User Engagement Powered By Apache Pig and Hadoop
This blog post tells the story of how you can use Apache Pig and Hadoop to turn terabytes of data into user engagement. It starts with a question: who viewed my profile? The answer, as It turns out, can drive a lot of users to the site.
LinkedIn members love knowing that someone is paying attention to their profile; the only thing they love more is knowing that their profile is getting more attention than that of their peers. To leverage this, we decided to send some of our members a data rich email that showed how many profile views they were getting and how that compared to their industry and their connections. To build these emails, we'd have to comb through terabytes of data on our Hadoop File System (HDFS), including:
- Member information
- Member connections
- Search appearances
- Profile view statistics
The deliverable for the project was several flavors of email, including the one above, for members with very few profile views, and the one below, for members with many profile views.
When Pigs Fly
The standard approach for bulk data processing is to write custom MapReduce programs to run on a Hadoop cluster. Unfortunately, writing MapReduce jobs in standard programming languages, such as Java, can be tedious and verbose. Therefore, to make writing MapReduce jobs easier, we used Apache Pig. Pig consists of two main components: a high-level data flow language, Pig Latin, and the infrastructure to evaluate Pig Latin programs and execute them as MapReduce jobs.

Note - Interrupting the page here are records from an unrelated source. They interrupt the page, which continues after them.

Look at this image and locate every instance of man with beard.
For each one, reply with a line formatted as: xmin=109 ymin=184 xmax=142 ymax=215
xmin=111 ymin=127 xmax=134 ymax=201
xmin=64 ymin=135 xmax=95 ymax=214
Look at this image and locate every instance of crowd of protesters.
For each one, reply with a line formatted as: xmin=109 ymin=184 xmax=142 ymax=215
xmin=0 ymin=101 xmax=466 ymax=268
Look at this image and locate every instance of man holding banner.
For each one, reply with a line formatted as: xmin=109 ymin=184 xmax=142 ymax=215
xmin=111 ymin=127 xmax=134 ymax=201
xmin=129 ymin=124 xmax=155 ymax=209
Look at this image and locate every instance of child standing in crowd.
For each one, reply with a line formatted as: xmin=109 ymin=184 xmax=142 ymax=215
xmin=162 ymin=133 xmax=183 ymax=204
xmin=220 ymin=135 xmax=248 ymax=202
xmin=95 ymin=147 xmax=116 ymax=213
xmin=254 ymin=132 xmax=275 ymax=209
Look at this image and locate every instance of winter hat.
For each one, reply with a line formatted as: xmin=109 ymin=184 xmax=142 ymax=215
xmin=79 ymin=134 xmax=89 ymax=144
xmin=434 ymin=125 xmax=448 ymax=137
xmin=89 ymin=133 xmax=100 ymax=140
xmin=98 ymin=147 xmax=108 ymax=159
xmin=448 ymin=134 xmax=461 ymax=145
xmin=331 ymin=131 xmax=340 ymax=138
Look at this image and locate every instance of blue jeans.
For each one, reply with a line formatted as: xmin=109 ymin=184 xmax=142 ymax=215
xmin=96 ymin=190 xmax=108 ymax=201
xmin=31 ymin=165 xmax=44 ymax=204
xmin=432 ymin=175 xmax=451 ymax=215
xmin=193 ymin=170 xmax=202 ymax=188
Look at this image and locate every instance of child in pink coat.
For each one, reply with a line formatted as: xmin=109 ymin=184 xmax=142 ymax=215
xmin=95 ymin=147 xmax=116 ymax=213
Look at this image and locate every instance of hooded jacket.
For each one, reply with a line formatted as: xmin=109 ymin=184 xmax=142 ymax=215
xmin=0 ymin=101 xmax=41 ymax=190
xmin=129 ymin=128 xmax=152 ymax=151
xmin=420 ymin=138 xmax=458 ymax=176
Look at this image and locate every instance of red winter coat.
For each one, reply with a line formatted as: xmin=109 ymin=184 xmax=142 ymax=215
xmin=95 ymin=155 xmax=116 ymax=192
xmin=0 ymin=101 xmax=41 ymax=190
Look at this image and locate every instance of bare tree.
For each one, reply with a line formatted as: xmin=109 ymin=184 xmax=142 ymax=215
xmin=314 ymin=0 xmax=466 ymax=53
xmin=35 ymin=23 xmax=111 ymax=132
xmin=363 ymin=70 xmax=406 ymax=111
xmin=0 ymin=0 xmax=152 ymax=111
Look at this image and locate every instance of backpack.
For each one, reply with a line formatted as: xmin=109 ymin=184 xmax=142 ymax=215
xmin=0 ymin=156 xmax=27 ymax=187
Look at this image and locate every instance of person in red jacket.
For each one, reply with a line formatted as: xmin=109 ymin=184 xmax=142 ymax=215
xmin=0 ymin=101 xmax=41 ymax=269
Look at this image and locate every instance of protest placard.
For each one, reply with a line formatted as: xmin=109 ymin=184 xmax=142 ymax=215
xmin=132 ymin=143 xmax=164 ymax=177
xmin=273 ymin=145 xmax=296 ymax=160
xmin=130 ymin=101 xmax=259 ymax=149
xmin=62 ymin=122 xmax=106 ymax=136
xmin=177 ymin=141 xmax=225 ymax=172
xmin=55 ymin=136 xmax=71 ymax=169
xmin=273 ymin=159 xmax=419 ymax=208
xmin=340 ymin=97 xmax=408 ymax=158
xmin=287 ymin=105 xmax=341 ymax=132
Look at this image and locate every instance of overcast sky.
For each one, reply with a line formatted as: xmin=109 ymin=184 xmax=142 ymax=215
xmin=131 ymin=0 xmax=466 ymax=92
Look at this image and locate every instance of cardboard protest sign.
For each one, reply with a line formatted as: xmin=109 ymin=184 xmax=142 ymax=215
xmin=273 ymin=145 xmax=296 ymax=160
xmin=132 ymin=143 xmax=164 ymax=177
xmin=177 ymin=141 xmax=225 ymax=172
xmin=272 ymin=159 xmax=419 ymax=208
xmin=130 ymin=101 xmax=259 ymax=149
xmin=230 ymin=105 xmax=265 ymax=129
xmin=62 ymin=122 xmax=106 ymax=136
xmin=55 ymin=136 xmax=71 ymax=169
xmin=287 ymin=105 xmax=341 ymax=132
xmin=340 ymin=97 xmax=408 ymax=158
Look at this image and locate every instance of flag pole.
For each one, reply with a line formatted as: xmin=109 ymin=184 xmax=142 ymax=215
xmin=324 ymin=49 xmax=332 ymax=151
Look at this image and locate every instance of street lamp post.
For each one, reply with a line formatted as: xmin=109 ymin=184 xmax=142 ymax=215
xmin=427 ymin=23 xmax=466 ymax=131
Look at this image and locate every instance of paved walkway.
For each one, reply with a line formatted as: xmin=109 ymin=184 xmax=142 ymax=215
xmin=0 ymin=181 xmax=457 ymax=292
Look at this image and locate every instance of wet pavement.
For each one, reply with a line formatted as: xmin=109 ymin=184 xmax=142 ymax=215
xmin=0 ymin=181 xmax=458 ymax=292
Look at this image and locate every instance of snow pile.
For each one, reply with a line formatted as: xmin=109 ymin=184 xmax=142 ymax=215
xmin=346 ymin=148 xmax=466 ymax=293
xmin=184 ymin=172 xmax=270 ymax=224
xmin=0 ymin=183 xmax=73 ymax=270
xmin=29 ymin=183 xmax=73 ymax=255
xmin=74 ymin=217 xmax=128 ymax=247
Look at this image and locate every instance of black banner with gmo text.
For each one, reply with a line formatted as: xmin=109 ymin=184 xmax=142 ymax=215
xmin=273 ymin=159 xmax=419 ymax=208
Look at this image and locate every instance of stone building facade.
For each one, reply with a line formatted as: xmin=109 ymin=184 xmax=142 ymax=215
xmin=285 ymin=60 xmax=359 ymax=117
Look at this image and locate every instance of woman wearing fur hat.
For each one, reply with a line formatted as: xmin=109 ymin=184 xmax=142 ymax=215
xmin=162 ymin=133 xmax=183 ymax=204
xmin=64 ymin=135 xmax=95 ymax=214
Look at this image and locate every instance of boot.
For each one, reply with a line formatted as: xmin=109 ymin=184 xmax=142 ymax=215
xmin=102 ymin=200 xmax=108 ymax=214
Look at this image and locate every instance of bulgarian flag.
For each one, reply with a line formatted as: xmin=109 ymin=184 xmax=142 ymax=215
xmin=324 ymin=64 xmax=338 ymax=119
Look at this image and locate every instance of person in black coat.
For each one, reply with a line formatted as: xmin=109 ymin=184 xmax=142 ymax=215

You can think of Pig Latin as a SQL-like query language for HDFS. It makes ad hoc queries possible and saves a lot of time when writing MapReduce jobs. The language is easy to learn, consisting of a couple dozen high level operators, such as group and filter, and a flexible data model that supports primitive and nested data. The majority of the operators are designed to transform the data one step at a time. The typical data transformation steps include projection, filtering, and joining two or more data sets. A typical Pig Latin script has three parts: data loading, data transformation, and storing or dumping the result to HDFS or a console, respectively. Here's an example Pig snippet that comes from "Building High-Level Dataflow System on top of Map-Reduce: The Pig Experience":
Of course, two dozen operators are not enough to handle all possible data transformations, so Pig Latin was designed for extensibility through user-defined functions (UDF). A UDF lets you switch back to using Java or other JVM-based languages for complicated tasks.
Pig's data model
There are a few simple principles we can follow when developing Pig scripts to significantly improve performance and reduce development time. One of these is to take advantage of Pig's simple but flexible data model. This is one place where Pig differs from SQL: in addition to primitive data types, it has nested structures, including tuples (ordered set of fields), bags (collection of tuples), and maps (key, value pairs). Having the ability to logically group records with various structures keeps the flow clean and simple and can significantly reduce data size.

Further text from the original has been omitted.